Pope Francis was relaying the news he said he received Sept. 20 by telephone from Polish Cardinal Konrad Krajewski, papal almoner, whom the pope has sent to Ukraine to deliver humanitarian aid and comfort in his name.
Speaking to those gathered for his general audience in St. Peter’s Square Sept. 21, the pope asked that people pray and unite with “these people who are so noble and martyred.”
Cardinal Krajewski was making his fourth visit to Ukraine since the war began and traveled to Odesa and surrounding areas.
In an interview with Vatican News published Sept. 19, the cardinal said he could only pray when he was standing near a mass grave site in eastern Ukraine and seeing the delicate and solemn removal of bodies.
“I knew I would find so many dead, but I met men who showed the beauty that is sometimes hidden in our hearts,” Cardinal Krajewski said after visiting the mass grave in the northeastern city of Izium.
“They showed a human beauty in a place where there could have only been revenge. Instead, there wasn’t,” he told Vatican News.

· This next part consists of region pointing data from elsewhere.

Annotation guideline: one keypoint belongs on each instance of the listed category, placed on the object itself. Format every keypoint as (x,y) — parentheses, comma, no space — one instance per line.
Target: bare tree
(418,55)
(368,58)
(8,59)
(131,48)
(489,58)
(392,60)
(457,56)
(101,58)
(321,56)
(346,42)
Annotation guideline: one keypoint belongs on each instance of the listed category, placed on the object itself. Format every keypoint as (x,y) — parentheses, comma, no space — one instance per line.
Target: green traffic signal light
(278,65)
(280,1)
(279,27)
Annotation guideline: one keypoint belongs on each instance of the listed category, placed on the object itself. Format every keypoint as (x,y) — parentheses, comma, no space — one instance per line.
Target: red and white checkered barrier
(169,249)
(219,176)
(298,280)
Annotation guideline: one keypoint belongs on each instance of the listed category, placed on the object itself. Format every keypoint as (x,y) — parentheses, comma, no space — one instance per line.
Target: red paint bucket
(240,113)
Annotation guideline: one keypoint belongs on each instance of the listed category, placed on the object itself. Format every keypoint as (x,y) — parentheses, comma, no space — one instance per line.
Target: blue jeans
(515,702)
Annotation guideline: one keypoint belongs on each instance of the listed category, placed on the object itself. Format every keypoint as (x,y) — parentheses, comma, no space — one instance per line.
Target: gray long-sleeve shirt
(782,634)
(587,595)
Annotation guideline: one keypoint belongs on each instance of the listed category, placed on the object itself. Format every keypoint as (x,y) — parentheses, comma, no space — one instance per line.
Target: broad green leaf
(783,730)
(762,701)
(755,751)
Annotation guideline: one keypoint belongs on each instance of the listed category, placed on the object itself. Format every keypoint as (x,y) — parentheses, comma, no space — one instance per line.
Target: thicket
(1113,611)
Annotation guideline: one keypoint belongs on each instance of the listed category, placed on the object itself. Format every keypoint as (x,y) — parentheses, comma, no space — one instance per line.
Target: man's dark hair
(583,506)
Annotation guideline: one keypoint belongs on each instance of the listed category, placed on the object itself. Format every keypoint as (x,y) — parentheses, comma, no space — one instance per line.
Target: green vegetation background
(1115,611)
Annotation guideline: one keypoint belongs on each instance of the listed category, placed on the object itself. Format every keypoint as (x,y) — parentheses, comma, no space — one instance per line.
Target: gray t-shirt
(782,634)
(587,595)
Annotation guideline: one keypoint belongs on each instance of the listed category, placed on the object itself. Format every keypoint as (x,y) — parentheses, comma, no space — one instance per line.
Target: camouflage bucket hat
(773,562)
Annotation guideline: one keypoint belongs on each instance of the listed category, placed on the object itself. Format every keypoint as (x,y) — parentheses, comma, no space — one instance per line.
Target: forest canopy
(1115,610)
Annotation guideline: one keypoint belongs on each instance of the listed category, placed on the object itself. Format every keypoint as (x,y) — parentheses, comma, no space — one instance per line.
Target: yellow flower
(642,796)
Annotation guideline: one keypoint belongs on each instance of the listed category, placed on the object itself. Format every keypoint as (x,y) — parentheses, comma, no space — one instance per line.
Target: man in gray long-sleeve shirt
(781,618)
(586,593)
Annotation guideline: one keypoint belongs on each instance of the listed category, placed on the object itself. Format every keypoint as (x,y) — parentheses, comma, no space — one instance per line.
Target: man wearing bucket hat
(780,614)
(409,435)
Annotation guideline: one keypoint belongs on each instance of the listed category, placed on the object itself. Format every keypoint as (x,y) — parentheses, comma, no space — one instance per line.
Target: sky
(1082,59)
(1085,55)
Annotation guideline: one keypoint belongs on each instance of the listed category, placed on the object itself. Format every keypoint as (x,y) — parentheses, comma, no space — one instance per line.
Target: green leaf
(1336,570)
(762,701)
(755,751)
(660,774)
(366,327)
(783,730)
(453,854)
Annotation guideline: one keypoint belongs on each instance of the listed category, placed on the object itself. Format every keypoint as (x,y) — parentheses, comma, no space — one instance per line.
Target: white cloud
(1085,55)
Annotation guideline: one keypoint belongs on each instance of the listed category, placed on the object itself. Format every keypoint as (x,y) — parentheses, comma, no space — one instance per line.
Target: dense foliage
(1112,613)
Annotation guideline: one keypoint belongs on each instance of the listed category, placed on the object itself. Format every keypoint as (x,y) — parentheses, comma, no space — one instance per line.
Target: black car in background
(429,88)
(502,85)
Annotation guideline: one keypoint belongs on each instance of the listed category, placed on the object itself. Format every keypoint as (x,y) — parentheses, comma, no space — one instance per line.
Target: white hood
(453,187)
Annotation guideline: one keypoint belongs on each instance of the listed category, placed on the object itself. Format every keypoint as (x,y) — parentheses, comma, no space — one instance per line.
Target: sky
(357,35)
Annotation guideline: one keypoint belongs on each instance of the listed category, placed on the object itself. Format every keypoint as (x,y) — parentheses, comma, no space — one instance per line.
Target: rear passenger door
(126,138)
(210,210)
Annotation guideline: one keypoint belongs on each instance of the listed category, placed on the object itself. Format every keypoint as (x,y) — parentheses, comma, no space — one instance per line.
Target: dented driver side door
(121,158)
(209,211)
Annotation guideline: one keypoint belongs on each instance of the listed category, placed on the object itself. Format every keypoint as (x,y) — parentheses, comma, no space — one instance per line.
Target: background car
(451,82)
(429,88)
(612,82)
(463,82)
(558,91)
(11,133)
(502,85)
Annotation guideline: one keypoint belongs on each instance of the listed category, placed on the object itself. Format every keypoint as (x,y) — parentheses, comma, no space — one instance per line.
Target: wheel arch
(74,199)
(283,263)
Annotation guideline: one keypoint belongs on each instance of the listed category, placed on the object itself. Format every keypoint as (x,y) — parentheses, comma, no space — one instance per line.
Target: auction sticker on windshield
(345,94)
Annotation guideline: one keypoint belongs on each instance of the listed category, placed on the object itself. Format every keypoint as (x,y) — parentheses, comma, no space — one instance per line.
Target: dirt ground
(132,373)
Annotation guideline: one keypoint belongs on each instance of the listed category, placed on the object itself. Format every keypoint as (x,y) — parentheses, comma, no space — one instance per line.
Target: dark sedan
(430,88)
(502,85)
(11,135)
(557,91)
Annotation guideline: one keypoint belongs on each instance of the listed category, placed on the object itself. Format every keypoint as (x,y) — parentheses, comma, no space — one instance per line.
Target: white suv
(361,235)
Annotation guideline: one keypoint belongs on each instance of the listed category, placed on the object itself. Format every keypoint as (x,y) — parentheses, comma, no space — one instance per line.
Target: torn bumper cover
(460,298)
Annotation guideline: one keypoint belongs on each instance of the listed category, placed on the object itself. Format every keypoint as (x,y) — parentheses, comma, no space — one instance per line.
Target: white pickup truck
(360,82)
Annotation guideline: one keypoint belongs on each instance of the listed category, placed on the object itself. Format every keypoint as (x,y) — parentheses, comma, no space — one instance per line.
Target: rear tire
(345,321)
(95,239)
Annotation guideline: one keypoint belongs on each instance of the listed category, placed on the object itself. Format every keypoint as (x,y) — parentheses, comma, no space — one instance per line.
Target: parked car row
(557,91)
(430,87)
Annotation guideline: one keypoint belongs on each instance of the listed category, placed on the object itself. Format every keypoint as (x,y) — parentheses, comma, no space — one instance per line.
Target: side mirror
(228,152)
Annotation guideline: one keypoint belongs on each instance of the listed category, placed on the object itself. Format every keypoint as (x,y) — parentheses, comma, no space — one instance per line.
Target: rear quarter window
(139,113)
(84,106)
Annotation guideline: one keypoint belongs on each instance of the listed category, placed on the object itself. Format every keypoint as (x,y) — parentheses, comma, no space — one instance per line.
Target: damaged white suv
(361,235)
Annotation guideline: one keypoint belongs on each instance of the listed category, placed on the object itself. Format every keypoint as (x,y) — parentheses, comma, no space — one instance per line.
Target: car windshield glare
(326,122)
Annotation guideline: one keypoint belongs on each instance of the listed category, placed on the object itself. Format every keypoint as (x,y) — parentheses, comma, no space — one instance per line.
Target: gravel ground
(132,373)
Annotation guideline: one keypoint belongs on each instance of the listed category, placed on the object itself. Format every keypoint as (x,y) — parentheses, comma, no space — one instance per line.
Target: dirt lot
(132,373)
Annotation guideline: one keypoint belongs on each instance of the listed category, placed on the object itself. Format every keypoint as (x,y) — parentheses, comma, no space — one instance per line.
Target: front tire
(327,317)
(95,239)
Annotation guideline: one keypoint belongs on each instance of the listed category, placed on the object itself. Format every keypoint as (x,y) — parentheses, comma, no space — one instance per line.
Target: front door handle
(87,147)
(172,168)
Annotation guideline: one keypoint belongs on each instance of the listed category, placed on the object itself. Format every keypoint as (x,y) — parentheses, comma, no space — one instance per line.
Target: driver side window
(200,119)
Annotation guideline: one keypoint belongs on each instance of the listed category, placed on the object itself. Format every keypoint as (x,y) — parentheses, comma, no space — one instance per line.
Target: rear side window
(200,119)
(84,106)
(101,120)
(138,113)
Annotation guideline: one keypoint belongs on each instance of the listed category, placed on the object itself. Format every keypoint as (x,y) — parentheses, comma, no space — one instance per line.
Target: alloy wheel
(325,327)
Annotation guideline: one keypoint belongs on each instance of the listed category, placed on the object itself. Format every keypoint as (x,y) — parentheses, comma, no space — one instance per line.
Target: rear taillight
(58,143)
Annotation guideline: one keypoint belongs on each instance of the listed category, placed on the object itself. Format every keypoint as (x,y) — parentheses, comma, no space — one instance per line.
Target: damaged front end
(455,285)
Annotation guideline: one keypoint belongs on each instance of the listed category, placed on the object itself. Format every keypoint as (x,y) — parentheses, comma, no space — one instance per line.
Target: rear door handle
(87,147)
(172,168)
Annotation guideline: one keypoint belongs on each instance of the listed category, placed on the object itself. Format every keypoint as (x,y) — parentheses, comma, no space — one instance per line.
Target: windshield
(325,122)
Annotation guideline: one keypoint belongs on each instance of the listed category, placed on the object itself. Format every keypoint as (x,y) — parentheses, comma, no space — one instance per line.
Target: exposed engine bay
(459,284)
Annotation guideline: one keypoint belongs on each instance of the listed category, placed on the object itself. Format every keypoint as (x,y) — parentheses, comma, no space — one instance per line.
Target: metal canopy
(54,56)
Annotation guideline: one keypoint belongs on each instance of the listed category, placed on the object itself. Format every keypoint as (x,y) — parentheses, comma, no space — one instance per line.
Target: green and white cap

Russian forces fled the area after Ukraine launched a counteroffensive to regain occupied territory. In a forest near Izium, soldiers found a mass grave site with the remains of an estimated 500 people.
Ukrainian President Volodymyr Zelenskyy, in a video message, said investigators saw evidence that some of the victims had been tortured.
Similar mass grave sites were found earlier this year in other areas formerly occupied by Russian forces.
Kremlin spokesman Dmitry Peskov denied Russia’s involvement in the atrocities, and repeated accusations that mass grave sites were staged by Ukraine, the Reuters news agency reported.
Cardinal Krajewski, who was accompanied by Ukrainian Bishop Pavlo Honcharuk of Kharkiv-Zaporizhia, said the careful removal of the bodies in Izium seemed like a solemn liturgy.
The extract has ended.